Fast jedes Wochenende besuchte Meyer Flohmärkte, auf der Suche nach neuen Mustern, heute bestellt sie die Tücher im Internet. Was sie antreibt: „Alle Tücher sind unterschiedlich, haben andere Muster oder Bilder.“ Die will sie finden. „Es gibt nicht mehr viele, die ich nicht habe“, sagt sie nach mehr als zwei Jahrzehnten Sammelleidenschaft. Das älteste Tuch das sie besitzt, stammt aus der Gründerzeit, weitere sind aus der Zeit des Jugendstils, Art deco, einige Tücher im Bauhausstil mit stilisierten Wäscheklammern hat Meyer in ihrer Sammlung. Die jüngsten stammen aus den 1930er Jahren, mit „sehr deutschen Frauen, Schäferhund und der typischen Frakturschrift“. Heinzelmännchen und Engel sind gängige Motive, aber auch Hausfrauen beim Bügeln und Waschen, holländische Mädchen und Mühlen waren eine Zeitlang modern.

Dass es diese gemusterten Rolltücher gibt, ist dem automatischen Webstuhl von Joseph-Marie Jacquard zu verdanken, weiß Meyer. Der erlaubte die Massenproduktion.
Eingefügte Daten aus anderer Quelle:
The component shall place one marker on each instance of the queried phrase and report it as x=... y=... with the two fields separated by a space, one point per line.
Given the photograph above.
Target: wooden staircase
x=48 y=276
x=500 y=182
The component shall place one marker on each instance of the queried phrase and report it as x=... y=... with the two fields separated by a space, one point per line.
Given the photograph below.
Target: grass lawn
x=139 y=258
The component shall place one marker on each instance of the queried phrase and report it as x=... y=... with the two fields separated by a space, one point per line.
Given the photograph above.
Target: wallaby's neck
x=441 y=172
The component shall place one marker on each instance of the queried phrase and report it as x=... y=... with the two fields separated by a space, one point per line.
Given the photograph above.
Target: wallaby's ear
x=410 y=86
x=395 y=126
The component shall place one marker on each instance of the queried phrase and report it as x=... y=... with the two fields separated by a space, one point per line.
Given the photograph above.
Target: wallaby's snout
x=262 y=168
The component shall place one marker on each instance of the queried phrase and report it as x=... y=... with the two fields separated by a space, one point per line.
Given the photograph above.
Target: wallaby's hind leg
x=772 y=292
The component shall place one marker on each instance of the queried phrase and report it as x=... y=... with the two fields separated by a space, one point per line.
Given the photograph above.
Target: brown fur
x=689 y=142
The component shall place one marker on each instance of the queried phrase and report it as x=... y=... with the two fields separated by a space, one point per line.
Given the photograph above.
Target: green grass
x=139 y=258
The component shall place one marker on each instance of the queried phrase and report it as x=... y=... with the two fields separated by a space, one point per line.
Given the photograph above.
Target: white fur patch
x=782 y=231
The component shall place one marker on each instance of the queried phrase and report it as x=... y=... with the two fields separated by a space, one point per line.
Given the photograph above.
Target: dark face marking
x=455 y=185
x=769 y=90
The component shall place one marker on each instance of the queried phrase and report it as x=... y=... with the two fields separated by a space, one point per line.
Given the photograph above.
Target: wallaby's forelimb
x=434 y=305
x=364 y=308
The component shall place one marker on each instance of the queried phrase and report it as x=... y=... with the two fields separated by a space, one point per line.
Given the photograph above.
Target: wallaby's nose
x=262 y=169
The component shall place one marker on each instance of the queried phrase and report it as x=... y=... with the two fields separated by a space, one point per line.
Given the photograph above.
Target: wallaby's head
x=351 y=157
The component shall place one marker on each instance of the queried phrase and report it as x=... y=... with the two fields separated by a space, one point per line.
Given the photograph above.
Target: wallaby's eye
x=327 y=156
Für die Frauen wurden sie zum Statussymbol, vermutet die Sammlerin.
Meyer liebt als Motiv vor allem die Heinzelmännchen, aber ein spezielles Lieblingstuch hat sie nicht. „Das ändert sich. Manchmal ist das neuste das liebste.“

Die Ausstellung im Ludwigsfelder Museum zeigt neben den Tüchern von Gisela Meyer auch Mangelbretter und Modelle und den Nachbau einer Mangel. Die Schau ist noch bis 4. September zu sehen, donnerstags ist Gisela Meyer von 11 bis 15 Uhr selbst vor Ort, außer in der ersten und zweiten Juli-Woche, auf Anfrage bietet sie auch Führungen.